As the RAF’s “Red Arrows” aerobatics team conducted a fly-past over the Olympic stadium to leave a tri-colored streak of smoke, the audience could sense that the opening ceremony was about to be the best of what the British could be expected to organize. And indeed, Danny Boyle, the man behind the entire event successfully spelled an enchantment composed of whatever the term ‘unconventional’ can define.
A blend of all global spotlights native to Britain was presented involving theatre, drama and dance. To start with, all possible focus was given to the Royal family with the queen giving an enthralling entrance on the venue; parachuting off a helicopter under the escort of none other than James Bond. Rich tributes were paid to English literature with childhood literature being the main theme. Live orchestral performances were conducted by mainstream musicians, among which one became a hilarious show with Rowan Atkinson, the man known to the world as Mr. Bean, acting his signature antics and facial expressions while playing a pianist in the orchestra.
They say the world is their stage when it comes to one of the most classical theatrical performances, but here at the ceremony, performers made their stage for the world to see. Platforms of pastures to depict medieval England were established with intricate farming details down to flocks of hen and sheep. The transition to the industrial revolution came next, with hordes of blacksmiths clanging on molten liquid to give form to a first, second, third, fourth and a fifth ring, completing the Olympic insignia raised above the stadium emitting a shower of sparks, absorbing a dim aura of auburn light over the crowds. The awe was completely visible in each and every face raised to view the pyrotechnic display.
As if there had been a lack of star power on the event, David Beckham’s presence on the opening ceremony had remained a controversy over the past months.

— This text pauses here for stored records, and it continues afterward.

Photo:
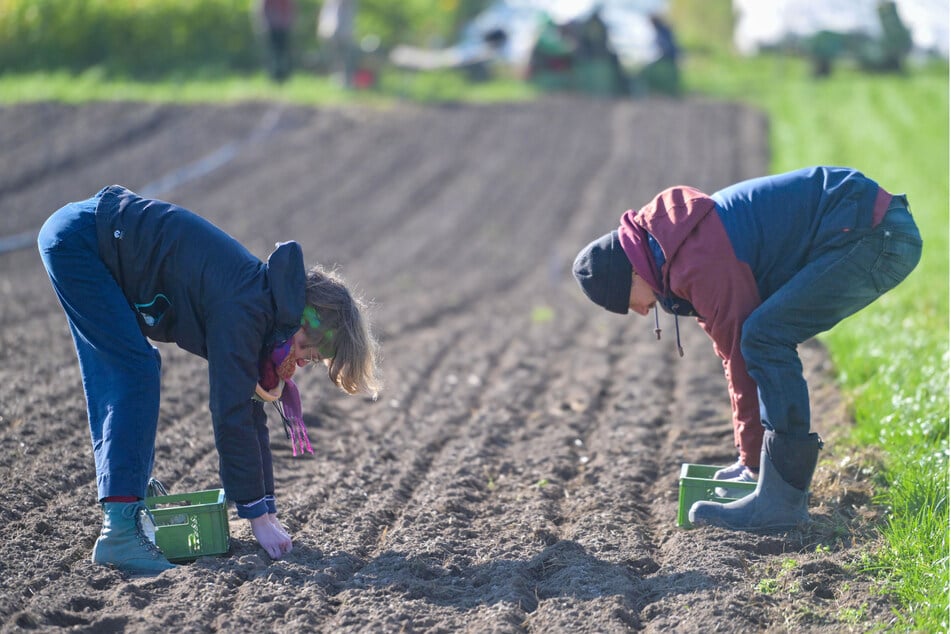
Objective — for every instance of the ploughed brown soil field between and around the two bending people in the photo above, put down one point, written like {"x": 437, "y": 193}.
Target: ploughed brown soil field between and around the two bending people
{"x": 519, "y": 472}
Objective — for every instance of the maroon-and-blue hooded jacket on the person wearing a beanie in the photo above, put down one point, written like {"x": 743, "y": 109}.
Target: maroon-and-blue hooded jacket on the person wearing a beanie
{"x": 727, "y": 252}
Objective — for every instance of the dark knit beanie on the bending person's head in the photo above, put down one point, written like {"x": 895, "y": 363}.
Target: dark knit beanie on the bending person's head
{"x": 604, "y": 273}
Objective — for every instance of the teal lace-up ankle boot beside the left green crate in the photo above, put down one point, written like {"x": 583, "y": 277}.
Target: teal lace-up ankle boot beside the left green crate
{"x": 123, "y": 543}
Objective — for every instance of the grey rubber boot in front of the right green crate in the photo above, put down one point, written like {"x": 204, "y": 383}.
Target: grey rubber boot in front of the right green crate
{"x": 782, "y": 492}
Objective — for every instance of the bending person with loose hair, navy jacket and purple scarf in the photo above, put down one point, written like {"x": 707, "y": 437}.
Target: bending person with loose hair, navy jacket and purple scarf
{"x": 128, "y": 269}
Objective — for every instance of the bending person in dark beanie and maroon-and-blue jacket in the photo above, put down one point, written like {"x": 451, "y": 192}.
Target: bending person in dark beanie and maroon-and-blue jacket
{"x": 763, "y": 265}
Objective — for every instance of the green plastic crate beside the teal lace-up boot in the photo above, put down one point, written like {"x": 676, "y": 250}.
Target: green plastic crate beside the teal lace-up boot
{"x": 191, "y": 525}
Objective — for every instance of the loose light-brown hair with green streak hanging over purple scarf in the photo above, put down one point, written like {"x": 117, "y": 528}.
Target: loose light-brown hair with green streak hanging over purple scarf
{"x": 354, "y": 365}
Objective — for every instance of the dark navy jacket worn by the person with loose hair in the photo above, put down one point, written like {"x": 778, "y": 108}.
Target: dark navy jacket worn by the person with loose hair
{"x": 192, "y": 284}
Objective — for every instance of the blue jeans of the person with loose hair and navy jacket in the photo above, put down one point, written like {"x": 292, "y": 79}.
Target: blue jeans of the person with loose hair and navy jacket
{"x": 120, "y": 369}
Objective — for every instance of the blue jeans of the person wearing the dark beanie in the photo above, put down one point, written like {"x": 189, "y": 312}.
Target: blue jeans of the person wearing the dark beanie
{"x": 829, "y": 288}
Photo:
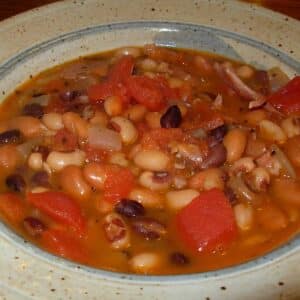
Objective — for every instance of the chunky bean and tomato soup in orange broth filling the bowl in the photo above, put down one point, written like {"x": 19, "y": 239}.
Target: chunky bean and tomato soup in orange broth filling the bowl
{"x": 153, "y": 160}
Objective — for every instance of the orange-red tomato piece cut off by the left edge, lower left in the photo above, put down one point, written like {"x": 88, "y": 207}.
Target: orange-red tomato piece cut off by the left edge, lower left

But you do know the English, when they say its proper British, they do mean proper British in their own sense. Surpassing splendor in class, David led an Olympic torch holder to the venue on a speed boat, driving the vessel himself over the river.
The torch was handed to a group of young British athletes to set alight copper ‘dandelions’. These caught fire from each other one by one, and were then raised in a uniform pattern like petals of a flower to ignite the traditional Olympic cauldron, thus marking the start of the London 2012 Olympics.
Squads of every participating country led a march-past in front of the crowds, waving national flags with intensive shouts by the fans from the stands. The sky was set ablaze into red and blue shades with spiraling and off-shooting fireworks reigning the night over London’s Olympic Park. The entire streak lasted so long and was so intense that a haze of smoke lingered over the region for quite some time after the fireworks stopped, making everyone on the scene realize in their absence how fantastic the show had been.